When a character takes an extended rest she loses all of her unused action points. However, at the end of an extended rest, the character starts anew with one free action point. Further action points are gained each time the character reaches a milestone.


Characters reach a milestone by completing two consecutive encounters without taking an extended rest in between.

Additional Benefits

There are a few additional benefits, gained from using action points and reaching milestones, that are very 4e-specific:

  • If you spend an action point to gain an additional action while within sight of a warlord, the warlord’s commanding presence aura grants you a benefit.
  • You may spend an action point to use a paragon path feature or certain feats instead of gaining an additional action.
  • Each time you reach a milestone, you gain one additional use of a magic item daily power.
  • Some magical items become more powerful each time you reach a milestone.
  • The recipient of a Raise Dead ritual suffers a death penalty of -1 to all attack rolls, skill checks, saving throws, and ability checks. This death penalty fades once the character reaches three milestones.

My Take On All This

Milestones are more than just a silly idea. They are actually harmful to game play. Milestones encourage and reward meta-gaming. Players actively change their tactics based on whether or not the next encounter will grant them a milestone (and thereby an action point).

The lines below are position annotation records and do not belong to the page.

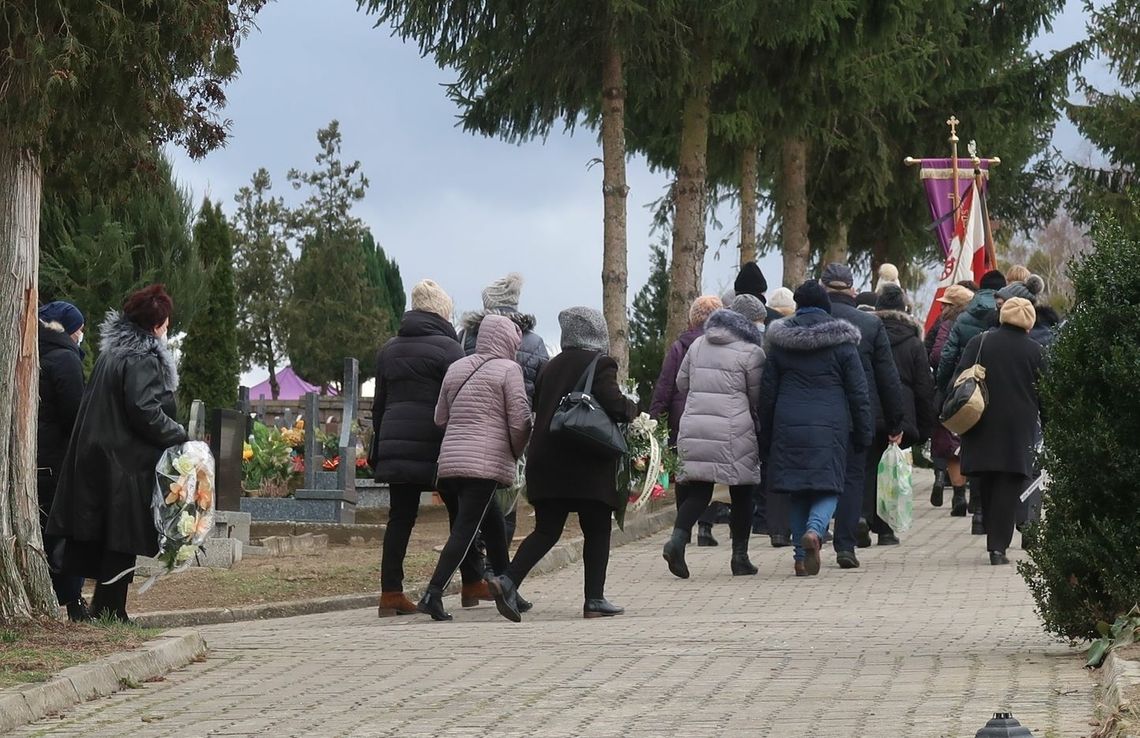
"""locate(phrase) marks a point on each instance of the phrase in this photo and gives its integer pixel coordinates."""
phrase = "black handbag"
(581, 420)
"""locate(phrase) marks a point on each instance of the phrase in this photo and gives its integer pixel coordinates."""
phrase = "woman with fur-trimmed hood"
(721, 376)
(814, 405)
(124, 422)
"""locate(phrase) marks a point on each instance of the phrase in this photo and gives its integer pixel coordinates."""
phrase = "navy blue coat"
(814, 403)
(409, 372)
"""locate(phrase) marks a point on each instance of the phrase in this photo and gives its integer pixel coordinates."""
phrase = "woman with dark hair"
(125, 420)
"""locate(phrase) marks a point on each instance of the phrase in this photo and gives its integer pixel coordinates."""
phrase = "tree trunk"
(837, 246)
(25, 585)
(615, 269)
(791, 205)
(689, 193)
(749, 183)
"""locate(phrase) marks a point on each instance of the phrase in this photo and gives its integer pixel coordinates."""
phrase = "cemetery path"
(927, 639)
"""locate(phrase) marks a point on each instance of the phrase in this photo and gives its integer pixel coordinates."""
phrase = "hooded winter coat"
(483, 410)
(124, 422)
(667, 399)
(881, 375)
(531, 354)
(814, 403)
(1004, 438)
(914, 375)
(409, 373)
(558, 469)
(721, 375)
(979, 316)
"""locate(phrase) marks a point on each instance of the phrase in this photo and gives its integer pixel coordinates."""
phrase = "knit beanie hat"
(750, 281)
(993, 281)
(430, 298)
(503, 293)
(750, 307)
(65, 314)
(584, 329)
(812, 294)
(1018, 311)
(782, 301)
(888, 275)
(890, 298)
(701, 308)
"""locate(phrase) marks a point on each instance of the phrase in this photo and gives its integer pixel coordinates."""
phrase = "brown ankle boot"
(472, 594)
(396, 603)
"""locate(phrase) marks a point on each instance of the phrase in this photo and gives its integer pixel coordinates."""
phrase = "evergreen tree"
(648, 321)
(209, 367)
(262, 273)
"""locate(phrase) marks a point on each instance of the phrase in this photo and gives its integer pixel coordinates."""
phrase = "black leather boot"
(958, 504)
(674, 553)
(432, 603)
(740, 564)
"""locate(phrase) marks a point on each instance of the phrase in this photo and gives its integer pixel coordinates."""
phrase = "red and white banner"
(968, 258)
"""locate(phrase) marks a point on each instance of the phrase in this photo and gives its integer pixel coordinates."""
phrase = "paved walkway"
(925, 640)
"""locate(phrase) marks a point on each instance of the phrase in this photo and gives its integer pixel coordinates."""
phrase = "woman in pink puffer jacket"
(482, 405)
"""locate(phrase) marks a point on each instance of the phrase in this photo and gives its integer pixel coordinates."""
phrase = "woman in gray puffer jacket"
(717, 442)
(482, 405)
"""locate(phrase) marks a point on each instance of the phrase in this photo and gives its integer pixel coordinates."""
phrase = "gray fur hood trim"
(725, 326)
(813, 337)
(119, 337)
(898, 316)
(524, 321)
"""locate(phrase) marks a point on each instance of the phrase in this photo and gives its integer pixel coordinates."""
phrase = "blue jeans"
(809, 511)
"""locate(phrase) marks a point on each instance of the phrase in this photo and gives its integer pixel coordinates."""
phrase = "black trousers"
(1000, 497)
(473, 503)
(693, 500)
(550, 520)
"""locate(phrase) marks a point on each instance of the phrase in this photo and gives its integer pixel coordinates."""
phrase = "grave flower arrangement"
(182, 504)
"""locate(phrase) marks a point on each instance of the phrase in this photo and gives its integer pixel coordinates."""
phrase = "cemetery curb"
(563, 554)
(100, 678)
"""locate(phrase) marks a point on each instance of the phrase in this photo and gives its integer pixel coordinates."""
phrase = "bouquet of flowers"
(184, 504)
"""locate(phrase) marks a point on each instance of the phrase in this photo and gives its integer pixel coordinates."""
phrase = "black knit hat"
(812, 294)
(750, 281)
(993, 281)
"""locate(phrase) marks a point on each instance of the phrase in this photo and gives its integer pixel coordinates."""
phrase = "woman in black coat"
(563, 478)
(999, 449)
(124, 423)
(814, 404)
(917, 381)
(406, 440)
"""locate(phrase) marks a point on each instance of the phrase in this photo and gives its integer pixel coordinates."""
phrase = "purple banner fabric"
(938, 181)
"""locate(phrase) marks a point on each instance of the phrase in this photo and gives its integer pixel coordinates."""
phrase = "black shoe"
(78, 611)
(958, 504)
(505, 598)
(674, 553)
(601, 608)
(432, 603)
(846, 560)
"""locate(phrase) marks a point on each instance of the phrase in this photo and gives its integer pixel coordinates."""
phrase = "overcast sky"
(457, 208)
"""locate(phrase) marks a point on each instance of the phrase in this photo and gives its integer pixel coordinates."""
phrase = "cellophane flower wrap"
(184, 504)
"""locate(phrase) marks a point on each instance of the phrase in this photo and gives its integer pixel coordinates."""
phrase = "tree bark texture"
(791, 203)
(690, 193)
(749, 184)
(25, 584)
(615, 262)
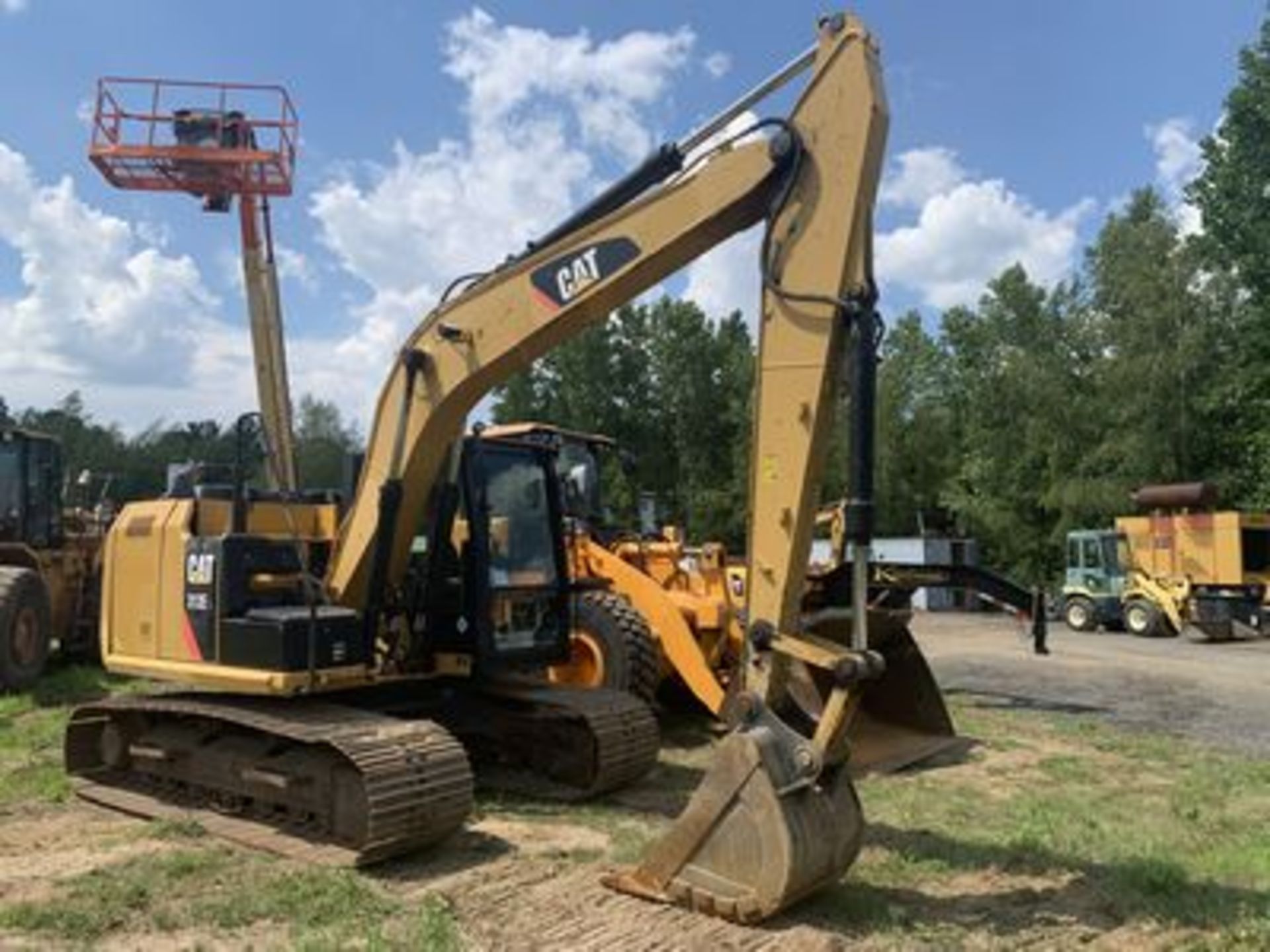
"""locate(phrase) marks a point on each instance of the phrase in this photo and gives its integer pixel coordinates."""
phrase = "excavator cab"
(517, 580)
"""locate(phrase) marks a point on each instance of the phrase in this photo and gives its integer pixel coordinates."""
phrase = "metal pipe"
(761, 92)
(859, 516)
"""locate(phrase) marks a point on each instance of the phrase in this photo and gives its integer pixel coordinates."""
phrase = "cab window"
(1091, 554)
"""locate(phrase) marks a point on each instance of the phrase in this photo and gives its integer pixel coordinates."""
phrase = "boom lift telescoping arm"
(265, 311)
(814, 180)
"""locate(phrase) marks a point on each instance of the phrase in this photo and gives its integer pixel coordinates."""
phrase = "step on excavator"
(347, 672)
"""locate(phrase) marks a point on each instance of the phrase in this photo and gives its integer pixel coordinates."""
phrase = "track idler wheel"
(767, 825)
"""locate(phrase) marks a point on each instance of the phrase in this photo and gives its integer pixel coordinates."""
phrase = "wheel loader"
(656, 610)
(48, 561)
(343, 681)
(1179, 567)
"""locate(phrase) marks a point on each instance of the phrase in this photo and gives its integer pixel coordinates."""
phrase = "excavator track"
(310, 779)
(554, 743)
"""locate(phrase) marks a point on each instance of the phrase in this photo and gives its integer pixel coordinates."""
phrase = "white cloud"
(541, 110)
(923, 175)
(968, 231)
(727, 278)
(1179, 159)
(97, 302)
(105, 307)
(295, 266)
(718, 63)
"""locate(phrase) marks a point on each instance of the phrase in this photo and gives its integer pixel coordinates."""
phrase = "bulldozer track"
(413, 783)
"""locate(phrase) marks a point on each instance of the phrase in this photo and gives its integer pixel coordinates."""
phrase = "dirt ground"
(1210, 694)
(520, 880)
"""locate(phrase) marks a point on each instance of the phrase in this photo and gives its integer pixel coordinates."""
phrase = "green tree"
(916, 427)
(1234, 196)
(323, 444)
(1234, 190)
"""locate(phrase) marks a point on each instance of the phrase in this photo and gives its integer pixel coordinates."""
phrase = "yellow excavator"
(349, 670)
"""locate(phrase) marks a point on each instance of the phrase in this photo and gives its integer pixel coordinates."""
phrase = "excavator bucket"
(766, 826)
(902, 719)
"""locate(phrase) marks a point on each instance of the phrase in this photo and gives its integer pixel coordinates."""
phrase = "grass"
(1085, 823)
(1060, 829)
(225, 892)
(31, 733)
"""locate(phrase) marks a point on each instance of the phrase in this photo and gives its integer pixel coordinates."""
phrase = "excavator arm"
(778, 815)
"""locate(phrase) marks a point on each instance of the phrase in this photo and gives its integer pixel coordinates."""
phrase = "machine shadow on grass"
(465, 850)
(1095, 895)
(1005, 701)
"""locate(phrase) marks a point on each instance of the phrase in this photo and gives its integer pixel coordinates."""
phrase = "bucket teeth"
(753, 840)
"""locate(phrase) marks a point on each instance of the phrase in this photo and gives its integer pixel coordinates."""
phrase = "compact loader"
(48, 561)
(656, 610)
(345, 680)
(1180, 568)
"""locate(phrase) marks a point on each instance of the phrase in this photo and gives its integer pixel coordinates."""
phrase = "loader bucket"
(902, 719)
(765, 828)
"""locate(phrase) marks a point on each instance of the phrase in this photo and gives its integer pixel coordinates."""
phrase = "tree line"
(136, 466)
(1032, 413)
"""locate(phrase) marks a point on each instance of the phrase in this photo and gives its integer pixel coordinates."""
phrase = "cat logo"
(563, 280)
(200, 568)
(577, 274)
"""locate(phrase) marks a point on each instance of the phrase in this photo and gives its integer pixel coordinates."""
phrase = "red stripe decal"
(187, 634)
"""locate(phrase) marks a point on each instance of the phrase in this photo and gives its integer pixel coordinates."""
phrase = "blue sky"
(1015, 127)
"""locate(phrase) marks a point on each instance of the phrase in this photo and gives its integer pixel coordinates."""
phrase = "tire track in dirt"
(520, 905)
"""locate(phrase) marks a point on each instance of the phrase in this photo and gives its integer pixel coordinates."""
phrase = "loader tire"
(1144, 619)
(1080, 615)
(613, 648)
(24, 627)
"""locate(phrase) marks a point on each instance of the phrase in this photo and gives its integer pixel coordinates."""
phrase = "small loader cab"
(1094, 580)
(31, 489)
(1094, 561)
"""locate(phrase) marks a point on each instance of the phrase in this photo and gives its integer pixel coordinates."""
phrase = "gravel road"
(1214, 694)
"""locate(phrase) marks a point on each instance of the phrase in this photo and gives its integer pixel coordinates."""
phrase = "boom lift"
(341, 702)
(218, 141)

Modifications to the Raise Dead spell even require players to reach three milestones in order to reverse the effects of being resurrected. Imo, anything that forces players to play the game in a certain way is an unnecessary restriction and should be avoided. Requiring milestones to use certain abilities or enhance the power of magical items requires similar meta-gaming. This whole concept, imo, does nothing but force the players to play in a way not of their choosing and detracts from the enjoyment of the game.

Action points, on the other hand, offer an alternative to simply trading blows with an opponent and add strategic options to the game. When and how a character chooses to use an action point can make a significant difference to an encounter.

Allowing each character to gain an action point from an extended rest, without the incorporation of milestones, could be an interesting addition to any game. Personally, I prefer to take it even one step further and allow each character to gain one action point per short rest as well. In essence, each character then may use one action point per encounter. Being a pre-4e game, none of the other aspects of action point use apply. Action points in my game are simply a way to gain one additional action once per encounter.

Monsters & Action Points

In 4e, most monsters do not have actions points. Elite and solo monsters are the exceptions having one and two action points respectively. I’ve adopted this as well. Solo monsters then are the only creatures that may use more than one action point per encounter. I’ve added one additional exception though. I’ve always believed that PCs, NPCs, and monsters should all play by the same rules. Not allowing standard monsters an action point stretches this ideal but I think it will go mostly unnoticed with little impact. However, if PCs (humans, elves, dwarves, halflings, and gnomes) receive one action point per encounter, I can’t rationalize not allowing NPCs of those races the same ability. Therefore, these enemy NPCs will also have one action point to use per encounter. This works out nicely for me since most combat encounters I run where the characters are up against these sorts of NPCs are encounters that are significant to ongoing events. By giving these adversaries action points, when most monsters don’t have them, helps to make the encounter more memorable.